Let’s look at why this is; while it might sound strange, visualization is a type of self-hypnosis. Hypnosis is a trance state in which you experience increased attention, concentration, and suggestibility. It’s not like sleepwalking—it’s much more like a conscious dream state. And it is these factors of attention, concentration, and suggestibility that allow your brain to believe in the concrete reality of something that may not have happened yet. That powerful trance state lets you focus on imagination as if it’s real.
Does that sound kind of scary? It might, and yet this is the same trance state you enter into when you are so focused on a TV show, movie, or book that you laugh, cry, or get excited about things that aren’t happening in real life. When you do it via entertainment, someone else is creates the vision you are responding to in your trance state. When you pracitice visualization, you are in control of the vision that you immerse yourself.
Learning to manipulate that trance state or self-hypnosis as a conscious tool is a powerful commitment to opening up possibilities for yourself. It gives you what you need to solve puzzles, explore different paths, and find solutions to frustrations or challenges. When I’m working with clients who are skilled at visualization, and notice that they seem to be trying very hard and it isn’t clicking, I know that resistance is a clue to a problem trying to get our attention for release. It is exciting to get to a place where you see challenges, not as blocks, but as opportunities. Then, when those blocks are released, you’ll be in a place where visualization feels natural and easy, and you just know it’s right.
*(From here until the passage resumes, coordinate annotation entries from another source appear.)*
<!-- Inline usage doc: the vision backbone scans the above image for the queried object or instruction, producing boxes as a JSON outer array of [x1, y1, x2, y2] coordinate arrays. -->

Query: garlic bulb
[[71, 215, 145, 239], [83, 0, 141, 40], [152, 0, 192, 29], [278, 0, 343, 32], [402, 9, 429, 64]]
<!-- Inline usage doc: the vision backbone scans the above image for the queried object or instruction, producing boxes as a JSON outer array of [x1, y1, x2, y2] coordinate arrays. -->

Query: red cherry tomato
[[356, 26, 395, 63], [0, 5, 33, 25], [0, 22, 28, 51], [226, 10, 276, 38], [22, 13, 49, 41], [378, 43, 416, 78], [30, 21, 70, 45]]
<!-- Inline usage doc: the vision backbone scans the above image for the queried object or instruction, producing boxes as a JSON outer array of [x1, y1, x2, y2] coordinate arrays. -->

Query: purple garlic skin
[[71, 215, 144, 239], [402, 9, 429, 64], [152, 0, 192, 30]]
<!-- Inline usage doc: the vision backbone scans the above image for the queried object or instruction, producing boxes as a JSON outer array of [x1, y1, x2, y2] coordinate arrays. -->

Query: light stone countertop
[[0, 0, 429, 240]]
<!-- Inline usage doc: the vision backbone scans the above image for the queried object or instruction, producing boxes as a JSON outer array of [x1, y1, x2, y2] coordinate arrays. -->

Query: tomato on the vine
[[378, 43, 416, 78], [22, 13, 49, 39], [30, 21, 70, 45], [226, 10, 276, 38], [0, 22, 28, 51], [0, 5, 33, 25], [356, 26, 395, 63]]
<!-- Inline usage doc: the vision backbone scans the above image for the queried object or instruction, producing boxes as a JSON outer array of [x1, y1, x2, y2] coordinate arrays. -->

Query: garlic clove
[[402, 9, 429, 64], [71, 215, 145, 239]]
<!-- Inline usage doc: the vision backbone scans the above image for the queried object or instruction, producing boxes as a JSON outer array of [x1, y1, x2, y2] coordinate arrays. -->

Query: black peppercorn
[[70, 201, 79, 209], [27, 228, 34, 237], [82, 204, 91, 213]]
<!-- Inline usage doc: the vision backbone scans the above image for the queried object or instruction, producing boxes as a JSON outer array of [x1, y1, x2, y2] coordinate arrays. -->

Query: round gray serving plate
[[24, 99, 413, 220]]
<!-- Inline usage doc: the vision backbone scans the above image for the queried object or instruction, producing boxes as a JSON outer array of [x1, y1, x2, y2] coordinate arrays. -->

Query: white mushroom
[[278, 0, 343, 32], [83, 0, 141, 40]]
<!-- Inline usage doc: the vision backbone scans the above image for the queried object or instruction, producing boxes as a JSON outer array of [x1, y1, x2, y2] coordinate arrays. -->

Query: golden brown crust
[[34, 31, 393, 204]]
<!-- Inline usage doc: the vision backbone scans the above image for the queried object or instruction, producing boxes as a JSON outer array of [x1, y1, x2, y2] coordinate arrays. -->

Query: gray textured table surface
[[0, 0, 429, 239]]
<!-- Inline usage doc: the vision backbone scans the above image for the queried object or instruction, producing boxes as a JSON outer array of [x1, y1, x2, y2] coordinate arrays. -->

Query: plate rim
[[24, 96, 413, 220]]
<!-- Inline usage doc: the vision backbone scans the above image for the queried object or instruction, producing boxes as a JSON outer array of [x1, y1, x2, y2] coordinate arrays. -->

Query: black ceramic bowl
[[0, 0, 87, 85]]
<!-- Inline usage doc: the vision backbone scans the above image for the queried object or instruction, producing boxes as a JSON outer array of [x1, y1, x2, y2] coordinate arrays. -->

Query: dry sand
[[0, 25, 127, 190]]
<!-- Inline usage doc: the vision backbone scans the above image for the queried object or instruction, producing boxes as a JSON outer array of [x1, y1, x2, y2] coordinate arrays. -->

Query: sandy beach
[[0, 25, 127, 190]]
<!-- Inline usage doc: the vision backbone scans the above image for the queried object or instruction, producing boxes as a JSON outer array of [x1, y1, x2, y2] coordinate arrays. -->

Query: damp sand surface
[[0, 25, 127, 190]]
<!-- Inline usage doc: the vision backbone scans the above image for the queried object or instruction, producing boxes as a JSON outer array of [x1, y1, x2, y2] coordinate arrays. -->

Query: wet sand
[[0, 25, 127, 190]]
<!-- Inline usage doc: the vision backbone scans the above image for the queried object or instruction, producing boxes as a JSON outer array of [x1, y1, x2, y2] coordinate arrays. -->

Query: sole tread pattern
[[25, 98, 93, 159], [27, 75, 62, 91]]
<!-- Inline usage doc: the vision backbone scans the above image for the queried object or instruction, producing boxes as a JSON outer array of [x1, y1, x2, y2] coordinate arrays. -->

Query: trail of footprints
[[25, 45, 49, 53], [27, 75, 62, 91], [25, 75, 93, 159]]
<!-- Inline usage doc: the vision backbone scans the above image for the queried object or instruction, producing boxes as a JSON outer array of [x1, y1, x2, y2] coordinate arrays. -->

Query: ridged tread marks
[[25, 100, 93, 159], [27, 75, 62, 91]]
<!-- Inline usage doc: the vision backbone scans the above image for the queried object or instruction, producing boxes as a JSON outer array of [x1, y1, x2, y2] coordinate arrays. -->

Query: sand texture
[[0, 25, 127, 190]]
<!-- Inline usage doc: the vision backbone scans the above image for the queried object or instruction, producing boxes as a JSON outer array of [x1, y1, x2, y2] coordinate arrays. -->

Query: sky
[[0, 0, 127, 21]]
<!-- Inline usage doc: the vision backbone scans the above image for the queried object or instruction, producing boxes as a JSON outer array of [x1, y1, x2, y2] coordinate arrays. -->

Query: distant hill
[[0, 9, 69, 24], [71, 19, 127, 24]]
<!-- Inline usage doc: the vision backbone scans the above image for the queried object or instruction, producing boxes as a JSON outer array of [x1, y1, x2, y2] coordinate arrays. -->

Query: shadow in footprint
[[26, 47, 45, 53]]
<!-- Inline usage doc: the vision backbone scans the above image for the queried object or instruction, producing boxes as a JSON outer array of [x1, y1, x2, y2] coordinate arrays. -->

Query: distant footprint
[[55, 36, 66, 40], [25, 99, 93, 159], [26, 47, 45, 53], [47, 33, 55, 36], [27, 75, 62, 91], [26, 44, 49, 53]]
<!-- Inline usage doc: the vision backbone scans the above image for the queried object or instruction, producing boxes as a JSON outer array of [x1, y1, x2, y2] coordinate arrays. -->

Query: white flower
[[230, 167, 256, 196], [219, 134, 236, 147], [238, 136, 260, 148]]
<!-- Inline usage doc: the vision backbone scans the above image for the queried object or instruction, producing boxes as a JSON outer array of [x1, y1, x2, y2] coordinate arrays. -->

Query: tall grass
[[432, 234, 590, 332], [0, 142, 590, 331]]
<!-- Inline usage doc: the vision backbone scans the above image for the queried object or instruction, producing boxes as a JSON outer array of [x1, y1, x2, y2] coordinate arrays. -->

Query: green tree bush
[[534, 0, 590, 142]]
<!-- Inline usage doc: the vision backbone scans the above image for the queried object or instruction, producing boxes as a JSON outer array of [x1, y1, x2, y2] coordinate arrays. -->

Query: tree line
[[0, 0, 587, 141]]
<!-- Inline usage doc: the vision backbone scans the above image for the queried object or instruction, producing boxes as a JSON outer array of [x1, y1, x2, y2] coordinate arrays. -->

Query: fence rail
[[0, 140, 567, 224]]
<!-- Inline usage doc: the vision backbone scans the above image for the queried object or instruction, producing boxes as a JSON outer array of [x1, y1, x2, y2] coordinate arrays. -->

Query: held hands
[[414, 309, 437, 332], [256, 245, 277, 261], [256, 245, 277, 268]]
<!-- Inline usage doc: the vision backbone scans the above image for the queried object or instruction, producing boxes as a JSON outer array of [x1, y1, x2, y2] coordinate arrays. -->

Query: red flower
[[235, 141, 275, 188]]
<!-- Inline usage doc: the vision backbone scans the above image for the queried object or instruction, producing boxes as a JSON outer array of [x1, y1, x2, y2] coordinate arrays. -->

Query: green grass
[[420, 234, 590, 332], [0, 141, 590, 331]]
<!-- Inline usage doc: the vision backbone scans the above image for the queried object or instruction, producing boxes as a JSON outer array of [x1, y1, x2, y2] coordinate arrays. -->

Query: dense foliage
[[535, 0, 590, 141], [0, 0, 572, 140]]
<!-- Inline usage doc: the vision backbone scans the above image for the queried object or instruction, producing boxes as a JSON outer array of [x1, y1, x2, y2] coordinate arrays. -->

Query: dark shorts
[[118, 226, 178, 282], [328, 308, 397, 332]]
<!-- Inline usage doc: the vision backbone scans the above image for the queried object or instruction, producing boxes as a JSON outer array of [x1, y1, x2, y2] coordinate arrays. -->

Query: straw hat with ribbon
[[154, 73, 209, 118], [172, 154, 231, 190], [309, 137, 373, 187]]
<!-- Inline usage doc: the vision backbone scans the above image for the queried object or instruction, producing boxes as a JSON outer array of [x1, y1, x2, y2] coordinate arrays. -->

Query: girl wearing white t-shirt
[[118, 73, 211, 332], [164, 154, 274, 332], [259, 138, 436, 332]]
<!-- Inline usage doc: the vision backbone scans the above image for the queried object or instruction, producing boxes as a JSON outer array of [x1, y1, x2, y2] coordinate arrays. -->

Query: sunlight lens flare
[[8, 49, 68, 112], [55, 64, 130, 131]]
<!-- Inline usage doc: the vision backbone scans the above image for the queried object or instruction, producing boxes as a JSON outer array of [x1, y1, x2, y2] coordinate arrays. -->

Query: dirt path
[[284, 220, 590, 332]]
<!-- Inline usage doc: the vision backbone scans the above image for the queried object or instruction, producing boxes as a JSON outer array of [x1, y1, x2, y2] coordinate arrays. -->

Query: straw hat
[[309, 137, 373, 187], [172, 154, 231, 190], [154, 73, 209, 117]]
Visualization is key to making things happen in your life and creating what you want. The energetic level of our being informs the physical—not the other way around, as many people think. So, when you’re able to tap into your third eye, your higher way of seeing, what you imagine is more likely to manifest than it is if you just allow events to unfold around you. When we visualize, we set an intention, which is another way of saying we commit to what we want. When we make a clear, fully visualized commitment, the medulla part of the brain finds ways to make it happen, even when we don’t think we are focusing on it. The brain identifies choices and opportunities differently when you set and visualize an intention, and manifesting what you want comes through being aware of opportunities and choices.
Whether you are using visualization to clear anxiety so you can think clearly, to compare and contrast options, to inquire more deeply into a question or challenge you’re facing, or exploring potential paths, a clear and well-constructed visioning practice is one of the best and most versatile skills you can acquire.